- Tree based Configuration (Device Tree)
- CPU virtualization (Guest, Virtual CPUs, Virtual IRQs)
- MMU virtualization (Virtual MMU, Virtual Guest Address Space)
- IO virtualization (Device Emulation Framework, Emulators)
- Device Driver Framework (Host Address Space, Host IRQs, Drivers)
- Threading Framework (Hypervisor Threads)
- Managment Terminal (Mterm)
- Serial Port Virtualization (Virtual Serial)
Xvisor is a highly portable source code. In fact, its development was initiated in 3 different architectures (ARM, MIPS and Intel 64) simultaneously, to ensure flexiblity and portablity from the begining itself. It is easily portable to most general-purpose 32- or 64-bit architectures as long as they have a paged memory management unit (PMMU) and a port of the GNU C compiler (gcc) (part of The GNU Compiler Collection, GCC).
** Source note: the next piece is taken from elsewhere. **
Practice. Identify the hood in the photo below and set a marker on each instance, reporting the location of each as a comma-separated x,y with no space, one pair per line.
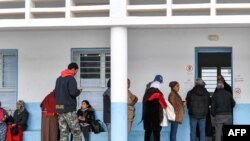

MIPS port has been abandoned because of lack of interest from MIPS designers. Intel has virtualization support, ARM is adding it but there is no plans for MIPS. I don't want to waste time on something for which people don't care. Hence I took up Intel 64. Why Intel 64? I think 32-bit days will be over soon. 64-bit architecture is future. I don't want to get in that 32-bit clutter. If somebody wants to take 32-bit support, be my guest.